A FORÇA DO ATO CRIADOR
"Arte e Vida"
‘O conteúdo de qualquer formação artística é a pessoa do artista.’ (Umberto Eco: 2008)
No final dos anos sessenta, refunda-se uma prática da arte dentro da prática da vida. O artista é o próprio objecto – o artista produz forma (como acontece por exemplo em Eva Hesse), escolhe objectos que evocam memória e identidade (como é o caso da Arte Povera) e podendo ainda abrir-se igualmente a hipótese do artista colocar-se na vida de um outro que não o próprio (dando voz a problemas políticos e sociais, muitas vezes a partir de vídeos ou performances). O que importa é que o acto de criar já não é especial, já não é excepcional.
A arte está afastada de conotações exclusivas – a arte existe aqui e agora e não num momento e num tempo ideal. A arte está em todo o lado e existe sempre. É feita não através de uma técnica ou material próprio, mas sim a partir de convicções do artista, dos seus desafios perante o mundo e a partir da sua identidade. É entendida como sistema, processo e experiência. É um instrumento da verdade, que clarifica as condições e a personalidade do artista. O artista transmite a relação consigo mesmo, a relação com a sociedade e até a sua relação com objectos mais banais. A cultura e o vulgar são transformados em acções que documentadas são transportadas para os museus ou galerias (que passam também a ser questionados como instituições).
Os surrealistas e os dadaístas já tinham iniciado este costume, da arte dentro da prática da vida.
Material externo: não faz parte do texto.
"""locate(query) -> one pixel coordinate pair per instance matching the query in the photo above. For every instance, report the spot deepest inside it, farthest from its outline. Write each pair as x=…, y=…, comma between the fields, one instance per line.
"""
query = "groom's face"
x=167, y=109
No surrealismo e na sua revolta contra a prosa do mundo, existe a ideia de que subvertendo e revolucionando o quotidiano e o banal, dar-se-á a descoberta e a agitação da ‘vida real’. Ao utilizarem a subversão, os surrealistas produzem objectos que aparentemente familiares, triviais ou banais apresentam um elemento estranho e bizarro que surpreende. Esta ambiguidade, muitas vezes paradoxal pode ter um alto valor cognitivo – o sujeito fruidor ao ser confrontado com a simultaneidade do conhecido/desconhecido consegue ter a noção dos limites da sua compreensão.
Esta herança surrealista que explora a dualidade entre o familiar e o estranho foi muito importante para os arquitectos e artistas no final da década de sessenta. Henri Lefebvre em ‘Critique of Everyday Life’ (2008) afirma que é a mistura complexa e paradoxal que confunde forma e significado, real e ideal, absoluto e relativo, tangível e metafísico, que se torna num estímulo libertador e de aproximação à banalidade e ao insignificante. É uma tentativa equívoca de crítica ao quotidiano – que ao ser transformando pode tornar-se suportável. No mundo ocidental a perpétua espera por algo extraordinário ou mesmo bizarro elimina a insatisfação da rotina.
Deste modo, a vida típica é repudiada, é relegada para o plano da estupidez em massa. Porém, Lefebvre declara ainda que a vida tem de ser ‘nada’ para que a existência se clarifique – o nada manifesta-se no homem através da sua infinita habilidade em libertar-se de qualquer momento, instante, estado e situação.
A arte acrescenta à vida uma dimensão suplementar – como se a única forma de a suportar fosse adicionar, clarificar e aproximar o puro do impuro, o desgosto do desejo, o super-humano da desumanização.
‘Man must be everyday, or he will not be at all’ (H. Lefebvre: 2008).
Lefebvre declara que a aproximação à vida é um acto necessário de modo a ser possível refundar o quotidiano.
A crítica do quotidiano tem como principal objectivo separar a vida da decadência. A partir de agora as acções e os pensamentos não são vistos de fora e solidificados num momento que finaliza e que é para ser contemplado. A arte, sim faz parte de uma acção que ainda não terminou e que está continuamente em mudança e que pode ainda ser transformada no momento da sua fruição.
Ao ser acção que faz parte do quotidiano, ao fazer parte da vida e ao ser vida pode ser capaz de transformar, de ser activa e com a sua mensagem e alterar a sociedade.